RealTCD: Temporal Causal Discovery from Interventional Data with Large Language Model
Peiwen Li, Xin Wang, Zeyang Zhang, Yuan Meng, Fang Shen, Yue Li, Jialong Wang, Yang Li, Wenweu Zhu
TL;DR
This work tackles temporal causal discovery in industrial settings where interventional targets are unavailable and much of the system knowledge is encoded in text. It introduces RealTCD, a two-module framework combining a score-based temporal causal discovery method with an LLM-guided meta-initialization to inject domain knowledge from textual data. The optimization uses an augmented Lagrangian with learnable masks to handle unknown interventions and enforce acyclicity, enabling joint learning of the temporal graph and intervention targets. Across synthetic SVAR-like data and a real data-center dataset, RealTCD outperforms strong baselines on both structural metrics and domain-relevant causal relations, demonstrating practical potential for root-cause analysis, anomaly detection, and IT operations optimization.
Abstract
In the field of Artificial Intelligence for Information Technology Operations, causal discovery is pivotal for operation and maintenance of graph construction, facilitating downstream industrial tasks such as root cause analysis. Temporal causal discovery, as an emerging method, aims to identify temporal causal relationships between variables directly from observations by utilizing interventional data. However, existing methods mainly focus on synthetic datasets with heavy reliance on intervention targets and ignore the textual information hidden in real-world systems, failing to conduct causal discovery for real industrial scenarios. To tackle this problem, in this paper we propose to investigate temporal causal discovery in industrial scenarios, which faces two critical challenges: 1) how to discover causal relationships without the interventional targets that are costly to obtain in practice, and 2) how to discover causal relations via leveraging the textual information in systems which can be complex yet abundant in industrial contexts.

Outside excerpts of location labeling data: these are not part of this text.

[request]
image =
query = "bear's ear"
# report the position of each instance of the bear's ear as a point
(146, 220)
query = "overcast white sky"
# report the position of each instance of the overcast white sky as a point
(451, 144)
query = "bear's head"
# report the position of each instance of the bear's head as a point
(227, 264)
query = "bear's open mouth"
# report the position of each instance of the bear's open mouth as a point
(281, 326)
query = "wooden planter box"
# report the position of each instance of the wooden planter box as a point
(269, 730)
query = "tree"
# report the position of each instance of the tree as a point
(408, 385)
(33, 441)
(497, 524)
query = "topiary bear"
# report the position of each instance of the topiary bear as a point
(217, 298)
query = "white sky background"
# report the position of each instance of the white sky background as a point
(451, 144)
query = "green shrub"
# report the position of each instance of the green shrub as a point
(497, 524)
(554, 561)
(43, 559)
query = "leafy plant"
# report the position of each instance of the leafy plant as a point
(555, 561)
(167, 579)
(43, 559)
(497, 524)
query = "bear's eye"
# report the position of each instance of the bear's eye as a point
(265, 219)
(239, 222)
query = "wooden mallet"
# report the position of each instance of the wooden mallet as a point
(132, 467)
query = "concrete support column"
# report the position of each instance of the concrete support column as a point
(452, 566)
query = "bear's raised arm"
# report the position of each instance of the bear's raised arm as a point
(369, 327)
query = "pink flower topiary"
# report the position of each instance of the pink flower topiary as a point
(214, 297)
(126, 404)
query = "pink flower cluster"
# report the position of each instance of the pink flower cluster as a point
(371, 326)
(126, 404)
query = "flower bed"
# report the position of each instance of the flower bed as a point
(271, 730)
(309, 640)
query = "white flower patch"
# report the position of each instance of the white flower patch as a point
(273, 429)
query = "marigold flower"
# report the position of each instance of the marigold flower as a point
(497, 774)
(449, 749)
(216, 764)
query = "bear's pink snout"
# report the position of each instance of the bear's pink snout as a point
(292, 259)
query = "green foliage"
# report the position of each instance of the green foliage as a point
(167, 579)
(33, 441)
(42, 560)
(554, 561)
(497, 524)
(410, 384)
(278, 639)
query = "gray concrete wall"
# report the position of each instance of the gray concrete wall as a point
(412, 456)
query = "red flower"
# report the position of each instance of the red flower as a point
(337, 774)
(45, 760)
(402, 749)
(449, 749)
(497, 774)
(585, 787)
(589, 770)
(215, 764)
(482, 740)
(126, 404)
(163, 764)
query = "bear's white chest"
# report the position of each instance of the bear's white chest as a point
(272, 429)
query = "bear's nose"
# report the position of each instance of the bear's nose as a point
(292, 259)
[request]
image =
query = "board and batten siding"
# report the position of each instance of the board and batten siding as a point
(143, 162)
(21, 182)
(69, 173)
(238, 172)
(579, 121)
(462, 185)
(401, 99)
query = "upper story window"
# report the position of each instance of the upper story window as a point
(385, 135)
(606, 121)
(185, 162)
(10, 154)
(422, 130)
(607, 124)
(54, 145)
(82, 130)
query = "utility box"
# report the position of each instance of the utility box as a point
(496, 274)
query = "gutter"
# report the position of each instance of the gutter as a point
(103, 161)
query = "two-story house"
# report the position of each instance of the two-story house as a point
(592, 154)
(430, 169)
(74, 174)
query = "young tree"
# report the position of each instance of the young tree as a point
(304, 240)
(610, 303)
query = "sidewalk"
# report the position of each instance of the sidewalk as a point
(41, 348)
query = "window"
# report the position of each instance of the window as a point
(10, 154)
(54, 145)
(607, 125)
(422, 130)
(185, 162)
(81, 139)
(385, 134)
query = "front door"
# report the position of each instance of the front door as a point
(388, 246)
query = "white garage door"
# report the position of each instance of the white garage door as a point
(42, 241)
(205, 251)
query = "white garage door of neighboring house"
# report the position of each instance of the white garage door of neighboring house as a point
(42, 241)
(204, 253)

To address these challenges, we propose the RealTCD framework, which is able to leverage domain knowledge to discover temporal causal relationships without interventional targets. Specifically, we first develop a score-based temporal causal discovery method capable of discovering causal relations for root cause analysis without relying on interventional targets through strategic masking and regularization. Furthermore, by employing Large Language Models (LLMs) to handle texts and integrate domain knowledge, we introduce LLM-guided meta-initialization to extract the meta-knowledge from textual information hidden in systems to boost the quality of discovery. We conduct extensive experiments on simulation and real-world datasets to show the superiority of our proposed RealTCD framework over existing baselines in discovering temporal causal structures.